How to Get Rid of Roaches
Cockroaches have high moisture requirements and are often found in kitchens and bathrooms. Many species are nocturnal and have a natural aversion to light, climbing out from their hideouts at night to look for scraps. Identification of the infesting species is the single most important rule when determining what steps need to be taken for roach control. This article discusses the tiny German Cockroach, the species most likely to infest homes.
German cockroaches don't enter the home through windows and doors. Instead, they hide on furniture, appliances, and other items brought into the home from other infested locations. Farmers markets are notorious for housing German roaches, hiding in the bags and food brought back home. They thrive in filthy areas and reproduce like crazy – egg casings, called oothecas, are capable of holding up to 32 babies at a time. These eggs are hidden in places like the tops of cabinets and behind refrigerators by the mother. In some cases, fecal deposits are also observed on cabinets and kitchen appliances. They leave behind an orange dusty waste known as frass, which has strong associations with asthma. The presence of roaches on the counter at night, egg casings, and frass will give you a stronger idea of where to focus your efforts.

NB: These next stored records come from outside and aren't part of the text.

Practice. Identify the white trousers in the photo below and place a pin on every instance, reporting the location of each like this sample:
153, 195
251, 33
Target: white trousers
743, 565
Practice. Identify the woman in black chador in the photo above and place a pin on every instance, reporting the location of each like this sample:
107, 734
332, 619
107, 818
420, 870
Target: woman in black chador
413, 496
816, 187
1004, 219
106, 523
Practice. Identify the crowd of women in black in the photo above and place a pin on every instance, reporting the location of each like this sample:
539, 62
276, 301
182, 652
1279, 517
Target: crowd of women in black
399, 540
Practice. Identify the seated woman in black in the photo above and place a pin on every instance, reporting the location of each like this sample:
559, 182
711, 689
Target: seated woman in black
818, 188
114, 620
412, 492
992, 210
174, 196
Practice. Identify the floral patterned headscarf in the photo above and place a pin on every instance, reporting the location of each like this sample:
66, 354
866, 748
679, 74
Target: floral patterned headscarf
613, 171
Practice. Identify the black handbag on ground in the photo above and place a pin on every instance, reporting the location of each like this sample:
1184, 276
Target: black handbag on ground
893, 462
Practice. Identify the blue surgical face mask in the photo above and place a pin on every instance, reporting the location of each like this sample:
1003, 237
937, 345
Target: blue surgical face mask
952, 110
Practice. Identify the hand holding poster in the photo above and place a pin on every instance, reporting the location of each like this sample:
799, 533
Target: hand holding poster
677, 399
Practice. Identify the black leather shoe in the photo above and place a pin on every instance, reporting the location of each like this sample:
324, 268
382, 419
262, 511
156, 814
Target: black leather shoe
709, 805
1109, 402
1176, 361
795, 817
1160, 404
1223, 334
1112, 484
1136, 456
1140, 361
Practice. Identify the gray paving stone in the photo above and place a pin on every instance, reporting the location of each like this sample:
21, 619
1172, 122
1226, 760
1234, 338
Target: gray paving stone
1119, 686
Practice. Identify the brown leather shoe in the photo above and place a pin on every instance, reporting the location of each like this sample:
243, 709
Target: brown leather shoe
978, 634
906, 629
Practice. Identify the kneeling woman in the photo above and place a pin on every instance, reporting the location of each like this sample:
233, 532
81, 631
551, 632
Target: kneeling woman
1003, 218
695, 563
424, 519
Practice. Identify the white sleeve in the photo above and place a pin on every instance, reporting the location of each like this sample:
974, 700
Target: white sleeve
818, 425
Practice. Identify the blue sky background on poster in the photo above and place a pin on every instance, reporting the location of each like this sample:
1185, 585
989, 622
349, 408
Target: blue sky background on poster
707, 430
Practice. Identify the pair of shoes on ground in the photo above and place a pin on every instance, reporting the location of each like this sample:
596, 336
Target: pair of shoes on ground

The single biggest tip anyone can give about a roach infestation is to check behind the fridge. The refrigerator is an appliance that produces plentiful amounts of moisture and shelter, making it the ideal environment for large groups of roaches. In many cases, homeowners are shocked at what they find – hundreds of scattering roaches all over the walls and floor. This same idea applies to the dishwasher and stove as well.
The best bait for German roaches is MaxForce FC. It contains the active ingredient fipronil (also used for ants and termites) and has a domino effect on any roaches that consume it. The German cockroach is cannibalistic, meaning they will eat their dead family members in the absence of food. Because the fridge is an area with such high activity, it's a good idea to sweep any dead roaches behind the fridge. The roaches that have died from ingesting any bait will eat the other dead roaches and ingest the product that way. Never place a bait in areas that you've sprayed or you'll taint its allure, making it useless. Every product is different – make sure you know exactly how long any spray you are using lasts so you can determine the best times to treat or bait, and always read the product label. Glue boards or sticky traps designed for mice are often used in professional roach control programs to reduce numbers and monitor activity. These traps are great for catching large amounts of roaches and will give you a better idea of your progress.